After a brief descent into endless rabbit holes of facts and data, I emerged, shook my head, and looked back at one of Mark’s first e-mails. He had summed up what I needed to know. Given the distances at which I would likely be shooting, any one of a long list of centerfire cartridges would provide sufficient power to kill a deer instantly and a flat enough trajectory for me to hit my target. For hunters in Northeastern forests, the average shot at a deer is well under fifty yards.

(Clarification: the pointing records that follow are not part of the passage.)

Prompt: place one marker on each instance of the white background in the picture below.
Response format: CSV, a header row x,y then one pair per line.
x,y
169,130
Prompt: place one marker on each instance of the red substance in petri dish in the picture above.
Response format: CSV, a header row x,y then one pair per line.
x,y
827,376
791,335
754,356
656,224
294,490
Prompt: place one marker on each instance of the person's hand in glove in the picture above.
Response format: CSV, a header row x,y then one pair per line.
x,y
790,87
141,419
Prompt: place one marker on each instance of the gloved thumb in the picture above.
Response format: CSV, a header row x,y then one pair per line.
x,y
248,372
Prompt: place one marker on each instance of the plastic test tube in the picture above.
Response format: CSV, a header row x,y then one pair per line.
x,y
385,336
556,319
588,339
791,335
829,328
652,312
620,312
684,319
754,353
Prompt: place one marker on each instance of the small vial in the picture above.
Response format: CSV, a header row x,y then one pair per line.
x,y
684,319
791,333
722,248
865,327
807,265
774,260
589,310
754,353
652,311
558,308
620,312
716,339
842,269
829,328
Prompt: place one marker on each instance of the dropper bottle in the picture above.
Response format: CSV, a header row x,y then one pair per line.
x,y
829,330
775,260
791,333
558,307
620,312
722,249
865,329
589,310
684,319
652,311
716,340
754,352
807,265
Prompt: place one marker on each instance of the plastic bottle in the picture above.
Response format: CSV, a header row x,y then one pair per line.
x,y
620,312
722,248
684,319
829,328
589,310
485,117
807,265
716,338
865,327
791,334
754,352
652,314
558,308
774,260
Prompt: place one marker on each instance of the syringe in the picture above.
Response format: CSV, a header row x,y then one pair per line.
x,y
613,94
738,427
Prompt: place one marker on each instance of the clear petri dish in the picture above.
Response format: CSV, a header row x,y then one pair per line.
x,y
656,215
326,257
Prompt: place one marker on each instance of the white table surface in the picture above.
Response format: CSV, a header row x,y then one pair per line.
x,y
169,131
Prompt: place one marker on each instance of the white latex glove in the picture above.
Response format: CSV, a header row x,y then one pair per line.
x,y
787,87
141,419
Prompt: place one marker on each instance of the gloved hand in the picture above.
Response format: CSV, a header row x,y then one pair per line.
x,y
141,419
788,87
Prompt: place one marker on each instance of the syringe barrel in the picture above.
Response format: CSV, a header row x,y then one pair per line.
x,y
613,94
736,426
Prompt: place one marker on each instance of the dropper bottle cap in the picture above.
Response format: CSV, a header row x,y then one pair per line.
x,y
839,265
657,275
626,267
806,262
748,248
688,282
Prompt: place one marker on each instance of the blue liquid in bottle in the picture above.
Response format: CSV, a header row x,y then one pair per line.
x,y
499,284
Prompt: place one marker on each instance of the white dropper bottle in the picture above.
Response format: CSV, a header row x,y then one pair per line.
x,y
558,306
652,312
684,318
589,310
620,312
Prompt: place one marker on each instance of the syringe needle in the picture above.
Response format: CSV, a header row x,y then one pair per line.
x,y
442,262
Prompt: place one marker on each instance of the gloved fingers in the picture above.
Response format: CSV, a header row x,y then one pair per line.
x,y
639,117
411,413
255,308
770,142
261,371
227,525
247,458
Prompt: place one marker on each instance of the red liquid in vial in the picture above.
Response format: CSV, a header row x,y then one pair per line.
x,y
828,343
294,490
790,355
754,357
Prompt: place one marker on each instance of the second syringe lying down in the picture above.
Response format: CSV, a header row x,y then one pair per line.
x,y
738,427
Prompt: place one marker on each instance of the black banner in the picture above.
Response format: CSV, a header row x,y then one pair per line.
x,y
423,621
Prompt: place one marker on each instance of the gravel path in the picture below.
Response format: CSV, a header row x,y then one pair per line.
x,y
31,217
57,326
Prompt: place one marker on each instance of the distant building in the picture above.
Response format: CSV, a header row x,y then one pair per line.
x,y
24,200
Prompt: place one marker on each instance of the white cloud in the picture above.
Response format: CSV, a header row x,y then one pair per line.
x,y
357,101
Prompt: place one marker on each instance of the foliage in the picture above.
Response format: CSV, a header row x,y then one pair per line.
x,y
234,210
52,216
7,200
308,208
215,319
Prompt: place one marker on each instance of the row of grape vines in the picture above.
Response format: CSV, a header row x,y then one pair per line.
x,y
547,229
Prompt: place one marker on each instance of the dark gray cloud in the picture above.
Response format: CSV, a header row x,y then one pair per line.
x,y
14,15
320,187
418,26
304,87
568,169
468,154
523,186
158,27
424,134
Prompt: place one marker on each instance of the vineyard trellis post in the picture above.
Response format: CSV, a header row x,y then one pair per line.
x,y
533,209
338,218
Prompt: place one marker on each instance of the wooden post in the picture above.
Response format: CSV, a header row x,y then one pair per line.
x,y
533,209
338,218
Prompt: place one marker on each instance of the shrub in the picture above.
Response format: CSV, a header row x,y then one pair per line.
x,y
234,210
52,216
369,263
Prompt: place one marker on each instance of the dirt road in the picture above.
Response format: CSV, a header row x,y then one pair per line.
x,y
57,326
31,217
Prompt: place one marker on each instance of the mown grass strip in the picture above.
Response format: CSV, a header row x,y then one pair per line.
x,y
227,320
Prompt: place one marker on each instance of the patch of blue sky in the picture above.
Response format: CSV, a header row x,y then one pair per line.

Mark also confirmed one pertinent fact that my baffled brain had begun to deduce: Firepower mattered far less than being able to hit what I was aiming at. The best rifle would be one that—in my inexperienced hands—would deliver a bullet to a deer’s vital organs every time. And the main factor apt to interfere with such accuracy was recoil, a direct correlate of firepower.
Not that recoil makes a rifle itself inaccurate. The bullet is long gone by the time a firearm bucks from the explosion that just occurred within its chamber. But it can easily make the shooter inaccurate. Having fired only small-caliber guns as a kid, I had no idea how a big-game rifle would kick or how serenely I would absorb it. If I ended up with an over-powered gun that kicked too hard, I ran the risk of developing a flinch. If I started flinching in anticipation of the recoil—just before the cartridge detonated—then my marksmanship would deteriorate in a hurry.
Online, I found several articles that offered maximum-recoil suggestions for first-time owners of deer rifles, and explained the mechanics. In short, I needed to pay attention to Newton’s Third Law of Motion: For every action there is an equal and opposite reaction. The lighter the rifle, the greater the powder charge, the heavier the bullet, and the faster that bullet flew, the more force my shoulder would be asked to absorb.
Other articles emphasized the “knockdown power” of various types of large-bore, supercharged ammo. But I was not going to be hunting Cape buffalo in Africa or brown bears in Alaska. I was going to be hunting white-tailed deer in New England. I did not need some kind of armor-piercing, antitank ordnance. Nor did I particularly want to contract even a mild case of magnumitis: the irrational desire to possess a firearm capable of stopping a freight train.
In the end, the choice was easy. A few articles suggested that the American-made .260 cartridge—and its older Scandinavian equivalent, the Swedish 6.5x55—offered a good balance of power and low recoil, especially for a first-time shooter. A local hunter offered to let me touch off a round or two with a pair of his rifles, one of them a .260.
I was sold. The rifle was lightweight, but still didn’t kick that hard.
Walking around a shop’s impressive arsenal, I eliminated every rifle that was out of my price range. Then I eliminated every rifle that didn’t feel right in my hands. That narrowed the field to two or three. I kept coming back to a modestly priced gun made by Tikka, a high-quality Finnish manufacturer that Willie had suggested I consider. The pattern of the checkering carved into the stock was a bit modern for my taste, but the gun felt well balanced, the smooth walnut fore end and grip fit my hands, and the butt and comb settled comfortably against my shoulder and cheek. I ordered one, chambered for 6.5x55.